See The Tablet for the rest.
Commencing right now
"As a Catholic university, St. Xavier [University] promotes the vigorous discussion of a wide range of societal issues," said Nick Mariano, a spokesman for the school. "Although [Farley's] views have been interpreted as controversial, she has a long history of being a champion of human rights and social justice,"
reports Chi Trib. Issue is whether to have as commencement speaker someone who holds Vatican-verboten positions, such as this Sister Margaret Farley, who is apparently soft on abortion and o.k. with stem-cell work..
Perfect. Let her be introduced as vigorous discusser of wide range of societal issues who stands opposed to the teaching authority of Holy Mother Church in certain key issues, whom we of St. Xavier present to you as an example of our being “not church [but] an institution of higher education,” to borrow from what Loyola U.-Chicago spokesman Kelly Shannon told Trib, explaining why Loyola is on solid ground with its speaker, a biochemist and advocate of embryonic stem cell research.

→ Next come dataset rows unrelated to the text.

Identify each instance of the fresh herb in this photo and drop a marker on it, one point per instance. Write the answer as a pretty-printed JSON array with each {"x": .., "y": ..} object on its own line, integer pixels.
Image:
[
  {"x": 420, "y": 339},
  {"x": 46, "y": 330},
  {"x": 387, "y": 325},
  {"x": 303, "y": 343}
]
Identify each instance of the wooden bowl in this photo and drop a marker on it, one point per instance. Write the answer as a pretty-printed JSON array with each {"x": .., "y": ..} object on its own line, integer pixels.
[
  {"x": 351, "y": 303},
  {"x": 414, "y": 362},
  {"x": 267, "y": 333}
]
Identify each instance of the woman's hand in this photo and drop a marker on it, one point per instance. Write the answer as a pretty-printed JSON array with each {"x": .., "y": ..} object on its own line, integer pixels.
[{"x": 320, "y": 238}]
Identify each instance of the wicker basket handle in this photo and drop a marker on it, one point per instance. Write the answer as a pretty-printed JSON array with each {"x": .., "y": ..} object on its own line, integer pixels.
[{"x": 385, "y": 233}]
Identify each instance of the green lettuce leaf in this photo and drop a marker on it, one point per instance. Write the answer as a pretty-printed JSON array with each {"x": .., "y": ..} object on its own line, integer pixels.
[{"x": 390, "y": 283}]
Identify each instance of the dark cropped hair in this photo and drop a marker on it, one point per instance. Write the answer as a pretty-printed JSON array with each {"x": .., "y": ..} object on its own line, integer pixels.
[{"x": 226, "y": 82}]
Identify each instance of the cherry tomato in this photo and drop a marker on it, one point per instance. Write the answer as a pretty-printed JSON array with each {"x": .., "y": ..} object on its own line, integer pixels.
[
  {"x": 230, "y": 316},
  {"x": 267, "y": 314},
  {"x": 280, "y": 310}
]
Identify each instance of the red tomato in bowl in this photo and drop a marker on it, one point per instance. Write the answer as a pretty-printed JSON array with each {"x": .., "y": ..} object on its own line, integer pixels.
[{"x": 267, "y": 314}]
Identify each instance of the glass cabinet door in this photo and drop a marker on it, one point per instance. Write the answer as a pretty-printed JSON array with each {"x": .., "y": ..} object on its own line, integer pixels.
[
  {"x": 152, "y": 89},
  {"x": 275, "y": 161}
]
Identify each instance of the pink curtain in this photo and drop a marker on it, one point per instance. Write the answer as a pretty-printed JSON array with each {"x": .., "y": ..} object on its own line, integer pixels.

These are wonderful teaching moments for the introducer, probably the university president, who in each case can announce proudly what his or her institution stands for. No problem.
San Fran no-shows
Neither LexisNexis nor Google has anything for “San Francisco pope mass,” a story that died the death after a 4/10/05 San Francisco Chronicle column told of the apparent boycotting of a memorial mass for Pope John Paul II, judging it as a sign of Catholics vs. City Hall in that most homosexual of big cities. No elected city official was among the more than 3,500 in attendance, who included reps of every religious sphere imaginable by most people plus “at least 20 consuls general” representing other countries, reported Phillip Matier and Andrew Ross.
“I had previous plans,” said one supervisor (one of 11, what Chicagoans would call aldermen). Another had to attend her daughter's second birthday party. The mayor, a Catholic who had met the pope three times (!), had a conflict — and not only that, neither could he find ANYONE to REPRESENT HIM (!). He considered it not cricket (“off base”) to complain about the governmental absences, as the archdiocese did, calling such complaining no way "to achieve harmony." (Ah harmony, that will-o’-the-wisp mourned so often by public figures facing CONTROVERSY when all they want to do is govern, proclaim, and in general bask in the limelight.)
A third supervisor, not knowing when he was ahead, however, said he hadn't gotten his invite until Tuesday afternoon for the Tuesday night mass, but that quite candidly, he wouldn't have gone anyhow and "would probably be more apt to attend when they have the first gay marriage at St. Mary's.” Of course.
Blago lies!
Ill. Gov. Blagojevich says a pharmacist is “in no position to decide who might or might not be someone you sell [contraceptives] to.” He was responding to Cardinal George calling for him to rescind his directive that they must sell “contraceptives, including the morning-after pill,” as the Springfield State Journal-Register put it, “even if the sale goes against their personal beliefs.”
But does Gov. Blago think the issue is the customer, not the product? And as to the product, the morning-after pill is not a contraceptive but an abortifacient. It does not prevent conception but aborts it, dislodging the fertilized egg so it can’t get nowhere on its otherwise inevitable way towards becoming a little baby.
Lots of people don’t buy that formula, but shouldn’t newspapers take responsibility here, being fair and balanced and letting readers decide?